X_train = imputer.transform(X_train)
X_dev = imputer.transform(X_dev)
X_test = imputer.transform(X_test)

scaler = preprocessing.StandardScaler().fit(X_train)

X_train = scaler.transform(X_train)
X_dev = scaler.transform(X_dev)
X_test = scaler.transform(X_test)

We now have a dataset that we can work with. 

Input features:

In [25]:
print(X_train.shape)
print(X_dev.shape)
print(X_test.shape)
print(X_train[:3])

(13209, 9)
(3303, 9)
(4128, 9)
[[ 0.89872022 -0.89773476 -1.24376976 -0.32171094 -0.69583159 -0.43931447
  -0.67219421  2.24405982  1.48686249]
 [ 0.68448647 -0.84637731 -0.60683118 -0.17791607 -0.20472295 -0.45260971
  -0.20959953  0.38636939  0.55799804]
 [ 0.92363112 -0.98177423 -1.16415244 -0.44476616 -0.5808403  -0.63785671
  -0.54340365  0.65584018  0.37757734]]


And the correstponding gold-standard labels:

In [26]:
print(y_train.shape)
print(y_dev.shape)
print(y_test.shape)
print(y_train[:10])

(13209,)
(3303,)
(4128,)
[0 4 0 1 0 0 1 0 4 4]


Based on the code examples above, construct a Tensorflow model, then train, tune and test it on this dataset. Experiment with different model settings and hyperparameters. Calculate and evaluate classification accuracy - the percentage of datapoints where the predicted class matches the gold-standard class.

During the practical session, give examples of what you tried and what were your findings.

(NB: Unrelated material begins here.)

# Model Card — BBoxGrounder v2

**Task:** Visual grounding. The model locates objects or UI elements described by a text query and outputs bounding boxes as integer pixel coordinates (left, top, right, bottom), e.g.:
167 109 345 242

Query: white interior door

Some suggestions and tips:
 * The XOR classification code can be a good place to start.
 * The output layer needs to have size 5, because the dataset has 5 possible classes.
 * Try testing on the development set as you are training, to make sure you don't overfit.
 * Evaluate on the dev set as much as you want, but evaluate on the test set only after you have chosen a good set of hyperparameters.
 * You could try different learning rates, hidden layer sizes, learning strategies, etc.
 * Adaptive learning rates can (and sometimes should) be used together with a regular hand-picked learning rate, and different adaptive learning rates can prefer very different regular learning rates.